9th Inspector General of Police
- In office 1993 – 29 May 1999
- Preceded by: Aliyu Attah
- Succeeded by: Musiliu Smith

Personal details
- Born: 18 March 1942 Katsina, Colonial Nigeria
- Died: 19 July 2018 (aged 76)
- Relations: Abidina Coomassie (brother)
- Occupation: Police officer

= Ibrahim Coomassie =

Nigerian police officer (1942–2018)

Ibrahim Coomassie (18 March 1942 – 19 July 2018) was a Nigerian police officer and the 9th Inspector General of Nigerian Police serving between 1993 and 1999, under the military governments of Generals Sani Abacha and Abdulsalami Abubakar. He died on Thursday 19 July 2018 after a protracted illness. He was 76 years old.

==Background==

Ibrahim Coomassie was among the eldest sons of Malam Ahmadu Coomassie, an educationist and businessman who became a permanent secretary of the ministry of education in the Northern region.
Ibrahim Coomassie was born in Katsina State on 18 March 1942. He was educated at the Provincial Secondary School, Zaria, Barewa College, Zaria, the Detective Training College, Wakefield, UK and Washington DC in the United States.

==Inspector General of Police==

In 1993, Ibrahim Coomassie was appointed Inspector General of the Nigerian police, succeeding Aliyu Attah.
In June 1994, president-elect M.K.O. Abiola was arrested without warrant and detained by the police. He was mistreated in prison, where he was held for four years before dying in June 1998. Although head of police, Coomassie evaded responsibility for the detention.

In 1996, Coomassie launched an investigation into police actions during the military rule of General Ibrahim Babangida (1985–1993). In July 1997, Coomassie said he wanted to question the American Ambassador and members of the US Embassy staff about a series of bombings of military targets. The government had accused the National Democratic Coalition of responsibility and said publicly that they suspected American diplomats knew about the bombings in advance.

In March 1998, Ibrahim Coomassie said that the press was misinterpreting a speech that head of state General Sani Abacha had made in November 1997. He said General Abacha had promised to grant amnesty to some prisoners, but not to release political detainees.
At a police graduation ceremony in July 1998, Coomassie warned the new officers against corrupt practices, and said he had ordered the removal of all police roadblocks. However, the police roadblocks continued.
In 1998, Coomassie observed that any time a citizen became a public figure, his first act was to ask for an orderly and policemen to guard his house, as a status symbol.

Sani Abacha died in June 1998, apparently of a heart attack. A federal government delegation led by Ibrahim Coomassie paid a formal condolence visit to Mrs. Abacha.

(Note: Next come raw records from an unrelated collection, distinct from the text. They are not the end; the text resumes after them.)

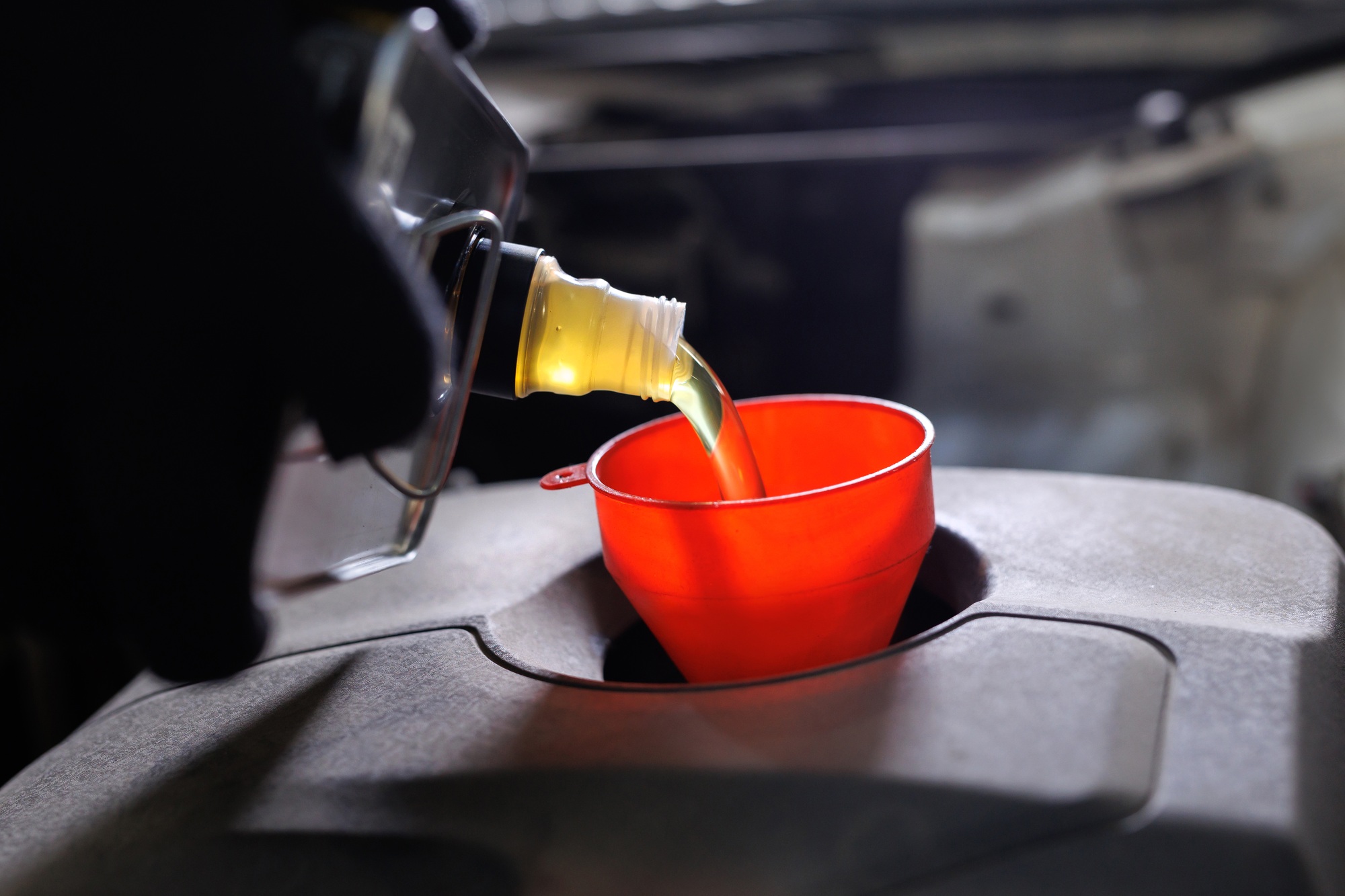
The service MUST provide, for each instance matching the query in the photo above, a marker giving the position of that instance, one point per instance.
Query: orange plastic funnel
(813, 575)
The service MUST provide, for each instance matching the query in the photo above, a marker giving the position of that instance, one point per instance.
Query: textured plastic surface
(817, 573)
(1143, 692)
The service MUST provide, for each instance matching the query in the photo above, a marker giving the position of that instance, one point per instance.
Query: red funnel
(813, 575)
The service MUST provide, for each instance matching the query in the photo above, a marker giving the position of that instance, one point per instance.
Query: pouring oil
(580, 335)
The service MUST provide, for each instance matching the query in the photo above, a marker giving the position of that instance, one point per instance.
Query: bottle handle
(566, 478)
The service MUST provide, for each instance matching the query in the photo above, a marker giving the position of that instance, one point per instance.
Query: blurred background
(1083, 236)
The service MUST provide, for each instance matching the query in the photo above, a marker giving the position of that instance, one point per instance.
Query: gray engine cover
(1141, 692)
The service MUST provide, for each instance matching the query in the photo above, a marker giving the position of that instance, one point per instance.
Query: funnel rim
(597, 482)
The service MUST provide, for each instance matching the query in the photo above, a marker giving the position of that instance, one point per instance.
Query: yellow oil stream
(580, 335)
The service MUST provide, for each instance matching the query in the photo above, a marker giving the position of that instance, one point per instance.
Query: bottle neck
(548, 331)
(580, 335)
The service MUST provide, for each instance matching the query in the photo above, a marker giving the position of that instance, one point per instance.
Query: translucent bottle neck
(580, 335)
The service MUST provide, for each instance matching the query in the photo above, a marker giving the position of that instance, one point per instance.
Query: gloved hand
(190, 270)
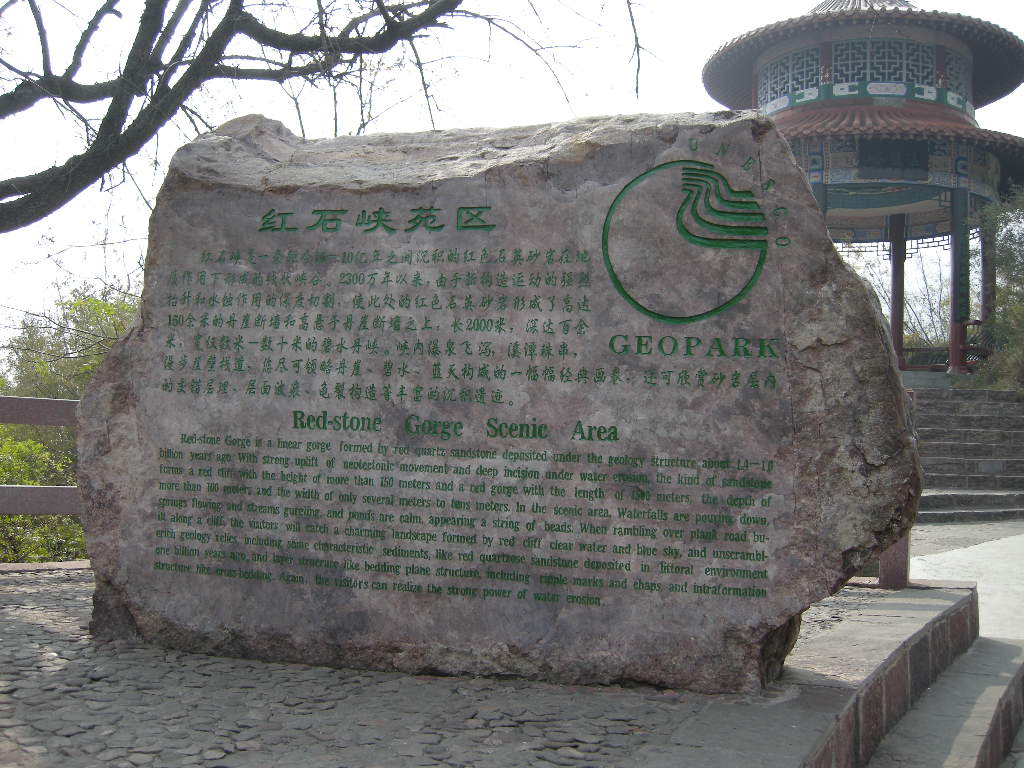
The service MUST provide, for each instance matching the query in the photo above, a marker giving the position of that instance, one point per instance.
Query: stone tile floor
(68, 701)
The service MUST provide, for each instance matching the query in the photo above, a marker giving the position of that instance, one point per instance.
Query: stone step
(861, 677)
(934, 394)
(933, 449)
(968, 718)
(973, 481)
(968, 421)
(944, 499)
(1016, 757)
(987, 436)
(970, 515)
(967, 408)
(971, 466)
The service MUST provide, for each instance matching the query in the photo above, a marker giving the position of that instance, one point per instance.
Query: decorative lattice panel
(849, 60)
(804, 69)
(888, 58)
(792, 73)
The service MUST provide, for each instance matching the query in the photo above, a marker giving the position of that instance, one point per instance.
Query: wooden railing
(39, 500)
(65, 500)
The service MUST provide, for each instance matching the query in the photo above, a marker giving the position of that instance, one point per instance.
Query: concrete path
(992, 555)
(69, 702)
(996, 566)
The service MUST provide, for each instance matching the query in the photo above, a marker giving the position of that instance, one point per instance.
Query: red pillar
(960, 280)
(897, 257)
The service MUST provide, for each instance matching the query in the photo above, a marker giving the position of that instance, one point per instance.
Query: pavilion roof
(906, 121)
(998, 54)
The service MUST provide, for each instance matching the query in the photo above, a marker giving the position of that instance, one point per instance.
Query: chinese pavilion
(878, 101)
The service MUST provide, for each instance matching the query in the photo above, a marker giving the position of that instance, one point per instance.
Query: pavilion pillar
(897, 259)
(820, 193)
(987, 276)
(960, 273)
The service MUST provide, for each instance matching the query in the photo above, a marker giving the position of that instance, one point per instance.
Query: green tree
(1003, 229)
(33, 538)
(53, 354)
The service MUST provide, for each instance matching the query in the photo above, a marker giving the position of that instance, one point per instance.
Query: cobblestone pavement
(68, 701)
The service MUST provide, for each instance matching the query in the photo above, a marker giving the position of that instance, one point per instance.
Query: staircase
(972, 451)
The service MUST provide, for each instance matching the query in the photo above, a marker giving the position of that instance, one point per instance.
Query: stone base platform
(67, 700)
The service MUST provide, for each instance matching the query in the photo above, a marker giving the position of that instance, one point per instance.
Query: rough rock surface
(586, 402)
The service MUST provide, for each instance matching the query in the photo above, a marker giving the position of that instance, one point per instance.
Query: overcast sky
(483, 80)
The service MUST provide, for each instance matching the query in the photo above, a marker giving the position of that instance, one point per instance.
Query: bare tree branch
(44, 46)
(636, 46)
(179, 45)
(86, 38)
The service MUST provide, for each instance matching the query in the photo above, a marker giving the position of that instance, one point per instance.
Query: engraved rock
(588, 402)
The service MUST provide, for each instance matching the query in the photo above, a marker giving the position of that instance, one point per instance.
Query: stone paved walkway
(68, 701)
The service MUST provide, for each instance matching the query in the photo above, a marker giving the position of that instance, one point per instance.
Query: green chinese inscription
(714, 251)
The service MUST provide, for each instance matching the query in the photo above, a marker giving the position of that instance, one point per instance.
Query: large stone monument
(586, 402)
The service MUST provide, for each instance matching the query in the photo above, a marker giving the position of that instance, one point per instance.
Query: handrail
(39, 500)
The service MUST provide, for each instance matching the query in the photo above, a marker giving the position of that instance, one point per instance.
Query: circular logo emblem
(683, 263)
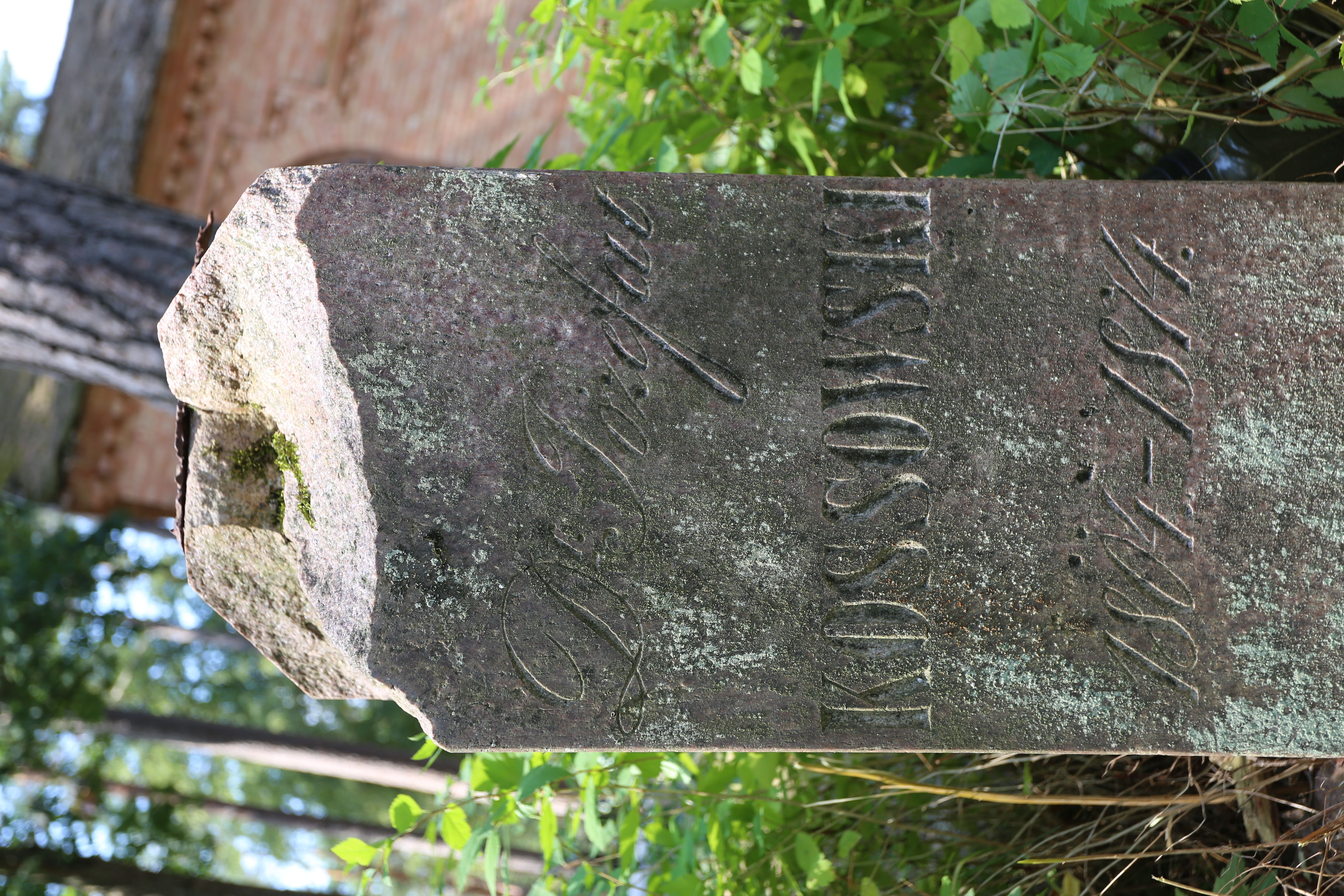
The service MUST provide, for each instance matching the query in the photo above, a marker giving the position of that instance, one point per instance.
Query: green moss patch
(253, 461)
(287, 459)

During the visit, she accused a prominent member of the delegation of being responsible for Abacha's death, and asked Coomassie to arrest him.

In January 1999, Coomassie was part of a delegation that flew to Libya, despite a UN ban on air travel to that country, and held talks with the Libyan Foreign Affairs Minister.
Ibrahim Coomassie retired from service and left with the Government of General Abdulsalami Abubakar in May 1999.

==Later career==

In October 1999, government investigations into abuses by the Abacha regime, including the assassination of Kudirat Abiola (wife of M.K.O. Abiola) in 1996 and the suspected murder of Shehu Musa Yar'Adua in detention in December 1997, resulted in the arrest of Ibrahim Coomassie and other leading figures, including Mohammed Abacha, the dictator's son.
Coomassie was placed under house arrest.
Coomassie was reportedly scheduled to appear before the police's Special Investigation Panel. However, later that month, Information Minister Dapo Sarumi denied reports that Coomassie was under arrest.

In August 2004, the Emir of Katsina appointed him to a committee to the development and growth of Jamaatul Nasir Islam's activities in the state.
He became a member of the board of trustees of the Arewa Consultative Forum for Katsina State. The forum's mission is to protect the interest of Northern Nigeria and promote healthy co-existence that will sustain the environmental quality, livability, and economic vibrancy of the region.
In September 2008 he suffered serious injuries in a car accident, and spent some time in intensive care.
In August 2009, he donated about a million Naira worth of laboratory science equipment to the Police Boys secondary school, Mani, in Katsina State. He died on 19 July 2018.